There is a lot to be desired in the new career path I’m on. But a lot of what’s bad is invisible to the naked eye, blanketed by its sheen. So don’t wish for it too hastily. In the life I’ve chosen, I’m no longer subjected to Monday Blues, but I’ve lost one of life’s simple and most fulfilling pleasures… a reason to Thank God It’s Friday. Sure, I do arrive at new milestones, a cause for celebration. But before any corks can be popped, and sips taken, this voice within never fails to remind me, “You’re not there yet. Not even close.”
My Friday may one day come, many years from the last eighty I’ve missed. This hope, this Utopia I’ve envisioned for myself… it is all I have to hold on to.
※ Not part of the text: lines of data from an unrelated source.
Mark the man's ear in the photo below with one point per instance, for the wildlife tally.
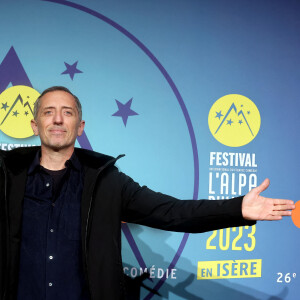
(80, 128)
(34, 127)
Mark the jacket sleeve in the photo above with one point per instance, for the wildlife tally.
(143, 206)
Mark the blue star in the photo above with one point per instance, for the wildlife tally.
(71, 69)
(124, 111)
(219, 115)
(15, 113)
(4, 106)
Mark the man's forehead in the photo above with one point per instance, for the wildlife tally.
(58, 99)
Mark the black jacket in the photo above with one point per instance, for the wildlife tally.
(109, 197)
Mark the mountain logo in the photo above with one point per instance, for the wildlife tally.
(16, 111)
(234, 120)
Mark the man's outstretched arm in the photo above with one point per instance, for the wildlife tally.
(256, 207)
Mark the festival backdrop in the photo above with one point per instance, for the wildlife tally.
(201, 96)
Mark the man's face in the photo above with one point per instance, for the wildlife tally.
(57, 121)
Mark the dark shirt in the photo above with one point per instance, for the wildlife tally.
(51, 257)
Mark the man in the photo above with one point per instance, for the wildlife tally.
(61, 211)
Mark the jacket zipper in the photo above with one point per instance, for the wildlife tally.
(7, 227)
(100, 170)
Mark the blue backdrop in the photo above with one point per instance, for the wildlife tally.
(148, 74)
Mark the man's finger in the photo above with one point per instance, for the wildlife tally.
(284, 202)
(282, 213)
(273, 218)
(263, 186)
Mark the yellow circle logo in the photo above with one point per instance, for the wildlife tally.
(16, 111)
(234, 120)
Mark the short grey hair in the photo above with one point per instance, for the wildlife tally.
(37, 103)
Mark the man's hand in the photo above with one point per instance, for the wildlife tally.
(256, 207)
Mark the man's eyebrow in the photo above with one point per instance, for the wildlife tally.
(52, 107)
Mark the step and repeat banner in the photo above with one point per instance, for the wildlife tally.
(201, 96)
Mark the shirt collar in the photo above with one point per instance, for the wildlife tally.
(72, 162)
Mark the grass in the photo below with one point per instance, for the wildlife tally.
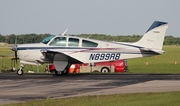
(165, 63)
(135, 99)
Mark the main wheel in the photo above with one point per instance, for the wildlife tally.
(105, 70)
(20, 72)
(58, 73)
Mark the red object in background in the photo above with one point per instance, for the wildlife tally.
(119, 65)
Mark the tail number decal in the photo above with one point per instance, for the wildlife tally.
(104, 56)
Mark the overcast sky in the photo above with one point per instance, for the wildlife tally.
(111, 17)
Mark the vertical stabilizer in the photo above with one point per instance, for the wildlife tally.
(154, 36)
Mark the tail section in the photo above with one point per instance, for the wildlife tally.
(154, 36)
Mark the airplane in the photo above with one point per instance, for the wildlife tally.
(63, 50)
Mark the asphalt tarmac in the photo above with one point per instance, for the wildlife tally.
(14, 88)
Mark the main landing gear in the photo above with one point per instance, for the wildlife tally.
(20, 70)
(64, 72)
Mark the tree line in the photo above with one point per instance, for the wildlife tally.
(36, 38)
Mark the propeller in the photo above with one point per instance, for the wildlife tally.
(15, 52)
(14, 48)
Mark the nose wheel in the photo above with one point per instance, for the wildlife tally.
(20, 71)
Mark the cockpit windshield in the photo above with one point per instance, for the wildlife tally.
(46, 40)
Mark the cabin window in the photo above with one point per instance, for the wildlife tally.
(86, 43)
(58, 41)
(73, 42)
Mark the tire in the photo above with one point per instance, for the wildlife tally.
(65, 72)
(20, 72)
(58, 73)
(105, 70)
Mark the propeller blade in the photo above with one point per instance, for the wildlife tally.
(15, 56)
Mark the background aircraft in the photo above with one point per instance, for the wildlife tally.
(63, 51)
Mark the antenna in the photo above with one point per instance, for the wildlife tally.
(64, 32)
(90, 35)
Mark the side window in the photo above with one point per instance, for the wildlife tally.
(73, 42)
(86, 43)
(58, 41)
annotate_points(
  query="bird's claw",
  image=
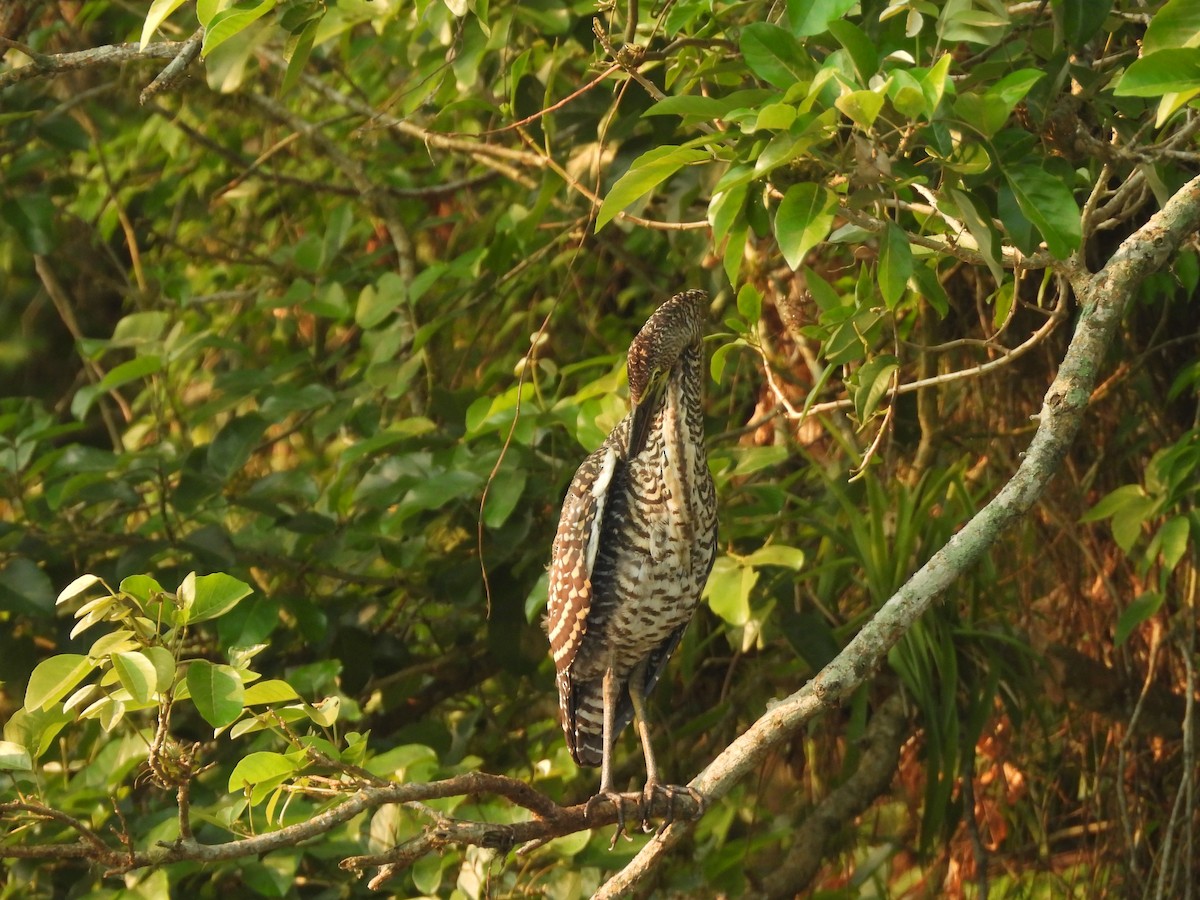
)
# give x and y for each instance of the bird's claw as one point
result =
(618, 802)
(670, 792)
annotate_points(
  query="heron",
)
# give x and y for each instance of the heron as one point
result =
(635, 544)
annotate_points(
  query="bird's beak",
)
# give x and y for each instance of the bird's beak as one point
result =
(643, 412)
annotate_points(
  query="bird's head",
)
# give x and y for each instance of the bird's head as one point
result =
(655, 352)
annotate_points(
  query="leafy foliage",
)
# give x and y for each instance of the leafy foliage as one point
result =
(317, 335)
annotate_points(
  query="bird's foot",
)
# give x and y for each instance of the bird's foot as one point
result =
(618, 801)
(670, 792)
For now, all I can do is reminisce the days before this innocence was lost. Back when the burden of destiny was left to fate. When happiness was something that happened to me, instead of an active pursuit. At a point in time when I could sit at the fringe of the ocean, watch the sea swell and shrink around my feet, and experience bliss.
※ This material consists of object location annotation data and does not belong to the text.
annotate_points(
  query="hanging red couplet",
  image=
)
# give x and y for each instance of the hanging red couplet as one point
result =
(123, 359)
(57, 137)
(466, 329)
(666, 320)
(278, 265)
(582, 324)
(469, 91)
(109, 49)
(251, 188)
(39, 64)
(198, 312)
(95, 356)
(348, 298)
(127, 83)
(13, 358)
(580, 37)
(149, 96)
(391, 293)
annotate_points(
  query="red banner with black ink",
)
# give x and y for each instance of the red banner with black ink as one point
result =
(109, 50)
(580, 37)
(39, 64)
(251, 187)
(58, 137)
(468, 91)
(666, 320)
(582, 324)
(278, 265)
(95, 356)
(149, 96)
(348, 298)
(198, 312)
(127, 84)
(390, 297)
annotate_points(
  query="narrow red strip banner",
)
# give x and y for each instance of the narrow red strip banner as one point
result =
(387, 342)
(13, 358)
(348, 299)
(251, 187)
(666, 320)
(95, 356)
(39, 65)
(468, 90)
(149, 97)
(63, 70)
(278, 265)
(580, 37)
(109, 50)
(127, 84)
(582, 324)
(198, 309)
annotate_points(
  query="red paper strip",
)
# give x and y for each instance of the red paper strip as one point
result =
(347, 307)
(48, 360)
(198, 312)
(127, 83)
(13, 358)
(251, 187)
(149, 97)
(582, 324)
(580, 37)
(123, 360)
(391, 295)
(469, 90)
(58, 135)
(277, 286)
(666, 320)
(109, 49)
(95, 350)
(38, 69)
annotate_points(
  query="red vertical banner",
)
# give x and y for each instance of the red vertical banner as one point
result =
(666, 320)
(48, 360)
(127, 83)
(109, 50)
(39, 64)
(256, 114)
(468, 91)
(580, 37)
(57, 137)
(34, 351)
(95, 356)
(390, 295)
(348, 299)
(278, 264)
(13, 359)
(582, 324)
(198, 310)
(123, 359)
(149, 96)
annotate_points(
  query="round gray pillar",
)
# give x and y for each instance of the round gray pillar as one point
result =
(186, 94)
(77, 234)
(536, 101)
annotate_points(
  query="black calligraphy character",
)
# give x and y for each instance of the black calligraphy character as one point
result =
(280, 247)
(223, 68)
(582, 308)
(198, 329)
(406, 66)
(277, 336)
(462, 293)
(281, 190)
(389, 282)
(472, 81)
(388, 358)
A life of sentences? Or a life sentence?
Rome was not built in a day. Neither are successful authors.
International Best Selling Author.
I’ve forged and re-forged these words in my mind, allowed them to steer each of my actions. When I committed myself to this dream, I may have been unaware of what I was committing to. I’ve often asked myself this. Have I subjected on myself, the most ruinous ‘sentence’ in my life? A self-imposed fatwa that could well follow me to the grave, or maybe even expedite my journey there.
Where the writing of Fuel was concerned, I did not merely throw words onto the wind. I made a complete emotional investment, enlisted everything I had. Commitment is when you plant your seeds and your feet on the same patch. I had done that. And I’m not sure if it was a mistake.
To hold or to fold
Just the other day, I was reminded of the words to this song, “Don’t go chasing waterfalls… Please stick to the rivers and lakes that you’re used to.”
With all the turbulence that has entered my life, the question of whether I should stay the course has grown louder in my mind. On one hand, letters are trickling in from readers, telling me how powerful the book is, how it has changed their lives. On another front, there is mounting pressure for me to return to the life I’d left behind. Standing at the centre of the swirling debris, it has become extremely difficult for me to find a way out of the storm. Do I have the strength to weather it? The stomach to turn back? The freedom to ride it? So deep I am in the eye, that I may have lost the ability to differentiate stubbornness from resilience. All I know is this. If I stand too long at a crossroads, I’ll get run over by all sides.
These days, more frequently than before, I catch myself day dreaming of fair weather and wishing for normalcy. I’ve experienced many moments of joy in the last 500 days, but none that I felt I deserved. The strings have cut into my hands, have been stained red, taut in every direction. My grip ungiving, I stand here trapped in the wire, a prisoner in time, detained by the dream I’m trying to attain.